Le conteneur Docker fonctionne de manière isolée du système hôte. Cela signifie que mon application tourne de la même façon sur ma machine de développement, sur le serveur de staging et en production. Fini le fameux « ça marche sur ma machine ». Docker utilise le noyau Linux du système hôte et partage ses ressources, ce qui le rend bien plus léger qu’une machine virtuelle classique.
Un conteneur Docker se lance en quelques secondes, consomme peu de mémoire et peut être détruit puis recréé à volonté. C’est cette légèreté qui a révolutionné le déploiement d’applications depuis la sortie de Docker en 2013.

Kubernetes : l’orchestration à grande échelle
Kubernetes (souvent abrégé K8s) est un système d’orchestration de conteneurs développé à l’origine par Google, puis donné à la Cloud Native Computing Foundation (CNCF).
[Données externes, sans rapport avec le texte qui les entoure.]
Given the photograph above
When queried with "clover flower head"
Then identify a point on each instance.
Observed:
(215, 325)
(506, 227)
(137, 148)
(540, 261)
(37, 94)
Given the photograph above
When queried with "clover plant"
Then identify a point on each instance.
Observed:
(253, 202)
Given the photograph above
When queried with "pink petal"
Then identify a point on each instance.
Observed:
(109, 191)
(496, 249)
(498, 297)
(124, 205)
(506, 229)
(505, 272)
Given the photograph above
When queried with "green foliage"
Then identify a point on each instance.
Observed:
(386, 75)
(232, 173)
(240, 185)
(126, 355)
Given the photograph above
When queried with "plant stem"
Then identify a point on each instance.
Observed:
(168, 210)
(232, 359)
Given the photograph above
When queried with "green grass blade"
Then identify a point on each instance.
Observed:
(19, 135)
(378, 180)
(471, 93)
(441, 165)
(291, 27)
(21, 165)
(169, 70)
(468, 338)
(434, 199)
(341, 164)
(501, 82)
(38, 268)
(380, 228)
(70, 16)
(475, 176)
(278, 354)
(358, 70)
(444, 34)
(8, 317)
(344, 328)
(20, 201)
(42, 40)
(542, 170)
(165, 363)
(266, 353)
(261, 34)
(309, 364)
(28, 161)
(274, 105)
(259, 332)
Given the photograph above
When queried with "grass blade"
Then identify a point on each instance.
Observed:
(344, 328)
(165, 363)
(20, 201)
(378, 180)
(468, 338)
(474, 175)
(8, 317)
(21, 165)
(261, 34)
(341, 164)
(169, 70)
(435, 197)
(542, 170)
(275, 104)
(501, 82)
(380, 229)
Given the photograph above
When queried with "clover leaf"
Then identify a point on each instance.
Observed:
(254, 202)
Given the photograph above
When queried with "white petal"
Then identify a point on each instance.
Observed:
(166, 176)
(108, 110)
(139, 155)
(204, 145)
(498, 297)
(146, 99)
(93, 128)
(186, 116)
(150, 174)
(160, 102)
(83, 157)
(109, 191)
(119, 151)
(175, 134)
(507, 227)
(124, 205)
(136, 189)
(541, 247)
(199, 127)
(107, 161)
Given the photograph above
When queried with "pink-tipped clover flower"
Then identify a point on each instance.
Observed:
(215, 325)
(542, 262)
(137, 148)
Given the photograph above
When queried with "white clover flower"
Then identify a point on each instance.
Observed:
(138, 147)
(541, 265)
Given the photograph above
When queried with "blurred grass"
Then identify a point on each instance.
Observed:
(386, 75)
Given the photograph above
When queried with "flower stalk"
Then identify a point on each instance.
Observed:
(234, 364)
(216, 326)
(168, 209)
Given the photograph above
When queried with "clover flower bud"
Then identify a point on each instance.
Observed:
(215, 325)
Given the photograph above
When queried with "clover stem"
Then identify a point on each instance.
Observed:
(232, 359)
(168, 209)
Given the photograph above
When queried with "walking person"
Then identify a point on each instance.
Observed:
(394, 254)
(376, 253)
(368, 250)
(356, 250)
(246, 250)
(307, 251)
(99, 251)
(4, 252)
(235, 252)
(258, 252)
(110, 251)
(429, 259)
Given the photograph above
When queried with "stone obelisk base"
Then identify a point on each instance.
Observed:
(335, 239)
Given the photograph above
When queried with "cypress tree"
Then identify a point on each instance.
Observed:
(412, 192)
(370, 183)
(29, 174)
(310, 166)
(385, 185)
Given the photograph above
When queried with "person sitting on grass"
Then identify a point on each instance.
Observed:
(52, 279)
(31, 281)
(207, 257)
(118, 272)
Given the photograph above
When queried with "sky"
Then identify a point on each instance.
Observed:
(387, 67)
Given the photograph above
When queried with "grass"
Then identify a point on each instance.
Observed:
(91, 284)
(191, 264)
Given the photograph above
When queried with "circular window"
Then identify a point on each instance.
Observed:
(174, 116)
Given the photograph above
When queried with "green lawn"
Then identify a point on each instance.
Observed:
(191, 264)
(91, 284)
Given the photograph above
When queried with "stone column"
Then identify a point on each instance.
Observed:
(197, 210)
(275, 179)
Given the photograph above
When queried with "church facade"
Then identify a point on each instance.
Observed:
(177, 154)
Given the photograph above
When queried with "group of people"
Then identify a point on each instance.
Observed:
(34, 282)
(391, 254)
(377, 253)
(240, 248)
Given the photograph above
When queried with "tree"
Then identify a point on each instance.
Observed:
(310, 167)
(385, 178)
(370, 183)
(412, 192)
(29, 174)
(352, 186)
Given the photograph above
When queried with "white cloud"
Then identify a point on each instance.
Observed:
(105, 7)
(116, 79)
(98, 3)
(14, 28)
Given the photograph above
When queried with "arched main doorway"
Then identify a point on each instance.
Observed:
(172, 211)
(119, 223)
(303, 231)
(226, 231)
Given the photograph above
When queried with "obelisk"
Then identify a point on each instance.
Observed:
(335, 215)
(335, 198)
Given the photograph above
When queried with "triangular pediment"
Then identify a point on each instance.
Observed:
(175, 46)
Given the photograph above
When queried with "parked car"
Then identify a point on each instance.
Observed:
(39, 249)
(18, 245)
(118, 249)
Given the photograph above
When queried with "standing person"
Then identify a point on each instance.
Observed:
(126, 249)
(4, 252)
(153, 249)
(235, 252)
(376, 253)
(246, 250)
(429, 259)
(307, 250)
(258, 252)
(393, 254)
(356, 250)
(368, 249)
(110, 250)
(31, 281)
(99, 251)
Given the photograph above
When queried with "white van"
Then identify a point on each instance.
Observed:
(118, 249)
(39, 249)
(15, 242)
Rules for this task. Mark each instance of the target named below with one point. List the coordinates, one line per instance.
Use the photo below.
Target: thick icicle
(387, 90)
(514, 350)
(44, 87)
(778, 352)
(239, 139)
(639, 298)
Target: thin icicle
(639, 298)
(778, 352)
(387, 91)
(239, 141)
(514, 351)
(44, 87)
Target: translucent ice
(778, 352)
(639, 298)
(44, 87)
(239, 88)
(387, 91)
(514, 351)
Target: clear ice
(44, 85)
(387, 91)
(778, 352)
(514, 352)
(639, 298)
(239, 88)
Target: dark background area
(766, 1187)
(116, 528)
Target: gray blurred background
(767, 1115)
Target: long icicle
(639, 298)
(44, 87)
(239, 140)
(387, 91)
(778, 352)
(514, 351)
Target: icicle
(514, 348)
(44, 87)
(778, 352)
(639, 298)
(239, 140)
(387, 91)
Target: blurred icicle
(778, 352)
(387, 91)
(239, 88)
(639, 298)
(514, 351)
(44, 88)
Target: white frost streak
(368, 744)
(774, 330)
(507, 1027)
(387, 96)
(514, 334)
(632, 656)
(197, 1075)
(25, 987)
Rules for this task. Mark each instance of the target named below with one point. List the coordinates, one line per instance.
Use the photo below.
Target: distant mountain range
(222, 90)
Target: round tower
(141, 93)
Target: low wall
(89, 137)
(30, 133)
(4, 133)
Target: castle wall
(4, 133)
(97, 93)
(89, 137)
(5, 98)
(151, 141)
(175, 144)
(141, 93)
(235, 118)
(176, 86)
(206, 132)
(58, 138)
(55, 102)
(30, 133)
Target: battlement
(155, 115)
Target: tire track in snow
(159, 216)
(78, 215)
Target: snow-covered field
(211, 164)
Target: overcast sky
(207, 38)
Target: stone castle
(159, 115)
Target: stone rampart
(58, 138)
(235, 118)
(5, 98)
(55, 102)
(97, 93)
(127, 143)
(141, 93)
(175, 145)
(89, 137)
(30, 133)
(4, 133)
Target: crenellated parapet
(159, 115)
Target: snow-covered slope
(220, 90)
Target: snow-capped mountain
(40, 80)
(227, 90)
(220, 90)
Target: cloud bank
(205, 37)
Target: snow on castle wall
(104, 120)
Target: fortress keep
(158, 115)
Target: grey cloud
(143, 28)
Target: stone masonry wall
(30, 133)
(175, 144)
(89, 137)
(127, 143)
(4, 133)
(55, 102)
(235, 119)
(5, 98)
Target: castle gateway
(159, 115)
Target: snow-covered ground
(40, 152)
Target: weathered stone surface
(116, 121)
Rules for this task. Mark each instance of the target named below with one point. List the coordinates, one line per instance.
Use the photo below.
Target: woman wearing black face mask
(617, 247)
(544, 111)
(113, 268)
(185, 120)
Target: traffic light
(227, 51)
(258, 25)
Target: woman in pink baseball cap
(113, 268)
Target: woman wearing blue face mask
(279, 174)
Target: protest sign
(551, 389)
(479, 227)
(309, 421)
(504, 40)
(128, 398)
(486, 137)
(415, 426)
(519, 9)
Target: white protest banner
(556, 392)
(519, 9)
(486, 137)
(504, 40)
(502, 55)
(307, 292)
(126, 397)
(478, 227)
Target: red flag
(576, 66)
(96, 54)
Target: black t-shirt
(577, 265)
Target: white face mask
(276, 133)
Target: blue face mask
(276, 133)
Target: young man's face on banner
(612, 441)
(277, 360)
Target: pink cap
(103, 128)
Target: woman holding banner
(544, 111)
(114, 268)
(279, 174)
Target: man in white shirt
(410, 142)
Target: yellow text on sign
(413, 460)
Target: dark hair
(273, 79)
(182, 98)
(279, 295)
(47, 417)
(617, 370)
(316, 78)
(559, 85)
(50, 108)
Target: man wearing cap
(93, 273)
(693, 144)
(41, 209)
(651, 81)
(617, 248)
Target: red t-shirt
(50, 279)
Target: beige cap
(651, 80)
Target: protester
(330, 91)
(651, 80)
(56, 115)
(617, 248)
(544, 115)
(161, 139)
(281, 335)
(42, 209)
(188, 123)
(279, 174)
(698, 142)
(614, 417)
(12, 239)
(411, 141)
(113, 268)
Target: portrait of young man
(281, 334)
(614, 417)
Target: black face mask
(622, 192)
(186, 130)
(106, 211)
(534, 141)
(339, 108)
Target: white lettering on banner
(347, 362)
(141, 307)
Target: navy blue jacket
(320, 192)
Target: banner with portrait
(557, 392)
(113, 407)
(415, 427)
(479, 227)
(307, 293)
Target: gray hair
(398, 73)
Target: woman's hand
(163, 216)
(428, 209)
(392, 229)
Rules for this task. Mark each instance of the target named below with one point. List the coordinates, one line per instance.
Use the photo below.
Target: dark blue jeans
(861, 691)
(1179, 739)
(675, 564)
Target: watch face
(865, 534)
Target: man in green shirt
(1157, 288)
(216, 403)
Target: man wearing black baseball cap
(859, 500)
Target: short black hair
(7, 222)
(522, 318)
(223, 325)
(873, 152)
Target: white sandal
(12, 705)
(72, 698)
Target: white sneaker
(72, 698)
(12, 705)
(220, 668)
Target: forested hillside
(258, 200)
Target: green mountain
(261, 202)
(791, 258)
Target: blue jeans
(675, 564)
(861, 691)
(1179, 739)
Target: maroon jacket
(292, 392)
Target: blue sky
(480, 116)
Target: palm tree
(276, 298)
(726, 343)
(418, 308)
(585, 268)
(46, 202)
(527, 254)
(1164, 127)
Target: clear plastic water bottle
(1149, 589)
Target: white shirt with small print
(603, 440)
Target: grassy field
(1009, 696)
Son rôle n’est pas de créer des conteneurs, mais de gérer leur cycle de vie à grande échelle : déploiement, mise à l’échelle automatique, répartition de charge, redémarrage en cas de panne et mises à jour sans interruption de service.
Pour faire une analogie simple : si Docker est le format d’un conteneur maritime, Kubernetes est le système de gestion du port qui décide où placer chaque conteneur, surveille leur état et en commande de nouveaux quand la demande augmente. C’est un outil pensé pour gérer des architectures composées de dizaines, centaines, voire milliers de conteneurs répartis sur plusieurs serveurs.
Kubernetes ne dépend pas directement de Docker. Il utilise un runtime de conteneurs compatible avec la spécification CRI (Container Runtime Interface). Depuis la version 1.24, Kubernetes a d’ailleurs retiré le support natif de Docker (dockershim) au profit de runtimes comme containerd ou CRI-O. En pratique, les images Docker restent parfaitement compatibles puisqu’elles suivent le standard OCI.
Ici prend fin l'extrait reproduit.